第二回


    从那以后,无论若玉去到哪里,六奴就真的跟去哪里。

    与其说六奴是若玉的嫦娥姐姐,不如说他是若玉的哈巴狗。

    两人是情同手足,日夜相伴,春去秋来,又过了一年。

    这一年春天,却并不太平。

    皇帝年迈倦怠,政事皆交由宠臣定夺。张道顺直言进谏,却惹怒皇帝。

    奸人趁机栽赃构陷,张道顺惨遭罢官,家产尽数没收,仆役则变卖为奴,一家老小更是要即刻离京,谪往蜀地。

    圣旨下来那日,整座丞相府愁云密布。

    张若玉是哭天抢地伤心欲绝,兵差却还是将辛六奴等一干仆役强行拖走。张若玉哭喊不休,甩开母亲追出门去,跟着官差马车狂奔而走。

    马车上的六奴泪流满面,含泪喊道:“少爷,上清观道人算的三卦,怕是应验了。丞相大人果真遭难,恐怕九年以后才能平息。那时,你恰好十八岁,正好要遇到你的艳郎君了。你可不要只顾着与他恩爱,而将我忘了!”

    若玉哭道:“我不要艳郎君,我只要你!”

    六奴则殷殷嘱咐:“六奴命贱,也不知会流落到何处,少爷,你可一定要回来找我!”

    若玉哭着答应了。

    待马车远走,张若玉小小的身影已经看不见,辛六奴还倚在车边痴痴望着。

    但命不由人,辛六奴是男子,原本应该充作劳役,没想到近年来男风盛行,辛六奴彼时已经十三岁,在丞相府生活一年,已是美得艳若桃李,娇若好女。

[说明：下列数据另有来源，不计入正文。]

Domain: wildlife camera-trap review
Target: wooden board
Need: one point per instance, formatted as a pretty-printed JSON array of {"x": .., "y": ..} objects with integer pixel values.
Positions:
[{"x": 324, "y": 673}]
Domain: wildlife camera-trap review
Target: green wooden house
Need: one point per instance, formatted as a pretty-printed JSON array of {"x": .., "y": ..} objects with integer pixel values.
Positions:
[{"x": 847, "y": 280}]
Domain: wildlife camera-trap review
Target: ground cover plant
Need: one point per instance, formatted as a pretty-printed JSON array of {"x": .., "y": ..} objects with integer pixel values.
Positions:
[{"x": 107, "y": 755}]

    办事官差见六奴姿容艳丽,便强行将六奴登记成了男娼。

    张相一家人已经上了蜀道,张家是罪人,无人敢与之传信,六奴与若玉断了联系。他孤苦无依,万般无奈之下,不得不去烟花柳巷苦苦求生,此话按下不表。

    太白诗曰蜀道难,难于上青天。入蜀路上颠沛难行,危机四伏,待张道顺一家抵达蜀地时,家中老老小小只活下了十几个人。

    就连主母李氏都没能幸免于难。她在半路之中身染时疫,暴毙而亡。果真是应了上清观子玄道人演算的卦象,张道顺痛心之余,也知这是妻子的命数,无法回圜。

    张道顺便携幼子在蜀地煎熬九年。